We propose a different paradigm for India medical savings accounts (MSAs). These are individual savings accounts which can be used only for spending on medical care of the individual or their immediate family. Deposits into these accounts can be similarly structured as provident funds, that is a defined contribution receiving tax breaks. This can only be allowed use for medical payments, or as a voluntary contribution receiving deferred tax breaks if used for medical purposes. MSAs enlist healthcare consumers in keeping costs low, and avoid the issues of both consumer moral hazard and adverse selection. They also mitigate the problem of borrowing across generations that arise when a larger part of the population is older since everyone saves for their healthcare costs when they are younger. This is why we must recognize it as a once-in-a-lifetime opportunity for India to start MSAs. With our population largely young, we can start saving for our future healthcare costs. These mobilized funds will help create the health infrastructure needed to deliver the future costs.

Singapore is one country that adopted MSAs in 1984, and it presents a significant success story. Their healthcare outcomes are comparable to developed countries, while their spending is significantly lower. Following their success, China too adopted MSAs for urban areas. China’s experience is recent so we cannot draw long-term lessons, but its size and complexity must serve as an example for India, since we are often quick to dismiss Singapore as “too small” to compare with.

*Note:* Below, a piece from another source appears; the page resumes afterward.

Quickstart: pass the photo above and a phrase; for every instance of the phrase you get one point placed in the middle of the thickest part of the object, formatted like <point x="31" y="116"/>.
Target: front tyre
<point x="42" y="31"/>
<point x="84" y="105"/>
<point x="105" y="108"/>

MSAs are no panacea of course. In Singapore itself, MSAs are complemented by high deductible insurance (after a large amount has already been paid from the MSA) and a government fund to pay for the poor. India too has concerns of equity in access to healthcare, particularly for those who would find it impossible to make defined benefit contributions. We can design a system of government-supported MSA for poor and vulnerable segments of the society, for whom MSAs will help overcome problems of adverse selection and moral hazard keeping costs low.
Overall MSAs present an attractive alternative for financing healthcare. With a young population and a healthcare system still in flux, we have a unique opportunity that we must not let go.